We rounded the tour with a quick toot at Barney's beach bar, which was already buzzing with patrons even though it was mid-Monday afternoon.
Back in the car we retraced our footsteps to our next home, in Colchester. We'd been attracted to this sleepy little town since 2020 and it's pandemic had robbed us of our plans to visit Colchester in the UK for a wedding in July.
We were wowed by our accommodation; a brand spanking new, immaculate and tastefully decorated studio that had the best of everything you'd expect - and all sorts of things you wouldn't (like a sandwich press, a humidifier, an electric beater, Netflix etc etc). We also had a private walled garden (good for keeping the wind out) and a pretty little plunge pool.
We took a wander around our neighbourhood, knowing from the map on the booking site that we were on the Sundays River but not much more than that. Houses were built far from the riverbank with open pedestrian access so we were able to walk alongside the wide, sparkling waters that stretched and slowly ambled from the nature reserve on the right to the sea on the left.

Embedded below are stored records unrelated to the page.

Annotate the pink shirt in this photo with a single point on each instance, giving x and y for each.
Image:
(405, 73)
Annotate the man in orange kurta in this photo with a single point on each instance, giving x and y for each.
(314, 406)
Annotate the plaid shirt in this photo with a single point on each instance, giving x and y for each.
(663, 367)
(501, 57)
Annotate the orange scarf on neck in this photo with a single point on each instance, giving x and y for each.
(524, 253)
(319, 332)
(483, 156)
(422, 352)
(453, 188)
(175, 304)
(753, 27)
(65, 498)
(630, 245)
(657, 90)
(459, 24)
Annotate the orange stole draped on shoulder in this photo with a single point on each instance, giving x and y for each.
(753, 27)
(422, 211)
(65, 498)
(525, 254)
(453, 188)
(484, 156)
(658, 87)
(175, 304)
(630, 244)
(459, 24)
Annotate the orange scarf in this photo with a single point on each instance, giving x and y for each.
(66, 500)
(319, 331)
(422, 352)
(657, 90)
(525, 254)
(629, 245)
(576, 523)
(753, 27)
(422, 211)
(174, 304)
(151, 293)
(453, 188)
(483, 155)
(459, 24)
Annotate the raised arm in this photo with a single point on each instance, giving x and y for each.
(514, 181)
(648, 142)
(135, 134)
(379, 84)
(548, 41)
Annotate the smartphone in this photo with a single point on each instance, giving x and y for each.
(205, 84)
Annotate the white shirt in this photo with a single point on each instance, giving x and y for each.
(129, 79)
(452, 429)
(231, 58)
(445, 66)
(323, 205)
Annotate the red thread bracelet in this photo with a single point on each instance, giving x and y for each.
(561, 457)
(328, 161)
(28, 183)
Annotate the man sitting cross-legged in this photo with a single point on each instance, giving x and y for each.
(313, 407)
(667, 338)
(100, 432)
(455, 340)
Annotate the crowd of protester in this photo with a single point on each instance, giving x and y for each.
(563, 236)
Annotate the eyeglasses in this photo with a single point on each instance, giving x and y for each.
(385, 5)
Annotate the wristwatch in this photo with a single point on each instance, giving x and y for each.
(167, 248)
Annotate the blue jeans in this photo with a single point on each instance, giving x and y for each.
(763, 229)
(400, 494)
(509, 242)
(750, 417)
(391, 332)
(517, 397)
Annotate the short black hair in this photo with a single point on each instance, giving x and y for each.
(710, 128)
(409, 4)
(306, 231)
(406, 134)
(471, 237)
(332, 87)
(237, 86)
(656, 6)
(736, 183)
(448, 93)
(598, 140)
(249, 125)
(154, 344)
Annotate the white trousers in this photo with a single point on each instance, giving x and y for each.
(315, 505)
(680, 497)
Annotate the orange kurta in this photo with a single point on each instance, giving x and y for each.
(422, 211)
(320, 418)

Being in a secured estate our explore was hampered by the electric fence perimeter, which was our cue to get the car and take a drive to view the other wildlife, at the local pub, Grunter's.
It was very quiet (it was a Monday evening after all) but we were pleased with our surf n turf dinner and happy to call an early night since we had an early morning ahead of us.
Our early morning was to get into the Addo National Park while it was still cool enough to favour good animal sightings. With our nest literally across the road from the Southern entrance of the Park, we'd saved ourselves any additional early rising or unneeded car time.
We were able to fashion a modest breakfast with our patchwork of supplies and the amply equipped kitchen and rolled into the park, determined that we wouldn't leave until we saw at least an elephant.
The park issues a map with a checklist of animals each with a points allocation. Christian was thrilled when the first sighting for the day was his; a Dungbeetle scoring him 8 points. Things got tense when he then spotted zebra for an additional point. But, turning a bend that saw the brush give way to an open veld, I evened the scoreboard with not one but two elephants!
From there it was a landslide; kudo, elephants, eland, zebra, elephants, warthogs, elephants, buffalo, camels. It's a very rewarding game drive experience, getting saturation point of sightings within a couple of hours!
Smug from a very successful morning in the park, we retired to our studio where we enjoyed the rest of the day lounging around, able to relax because there was nothing else unseen or undone in this sleepy little enclave. What a great day.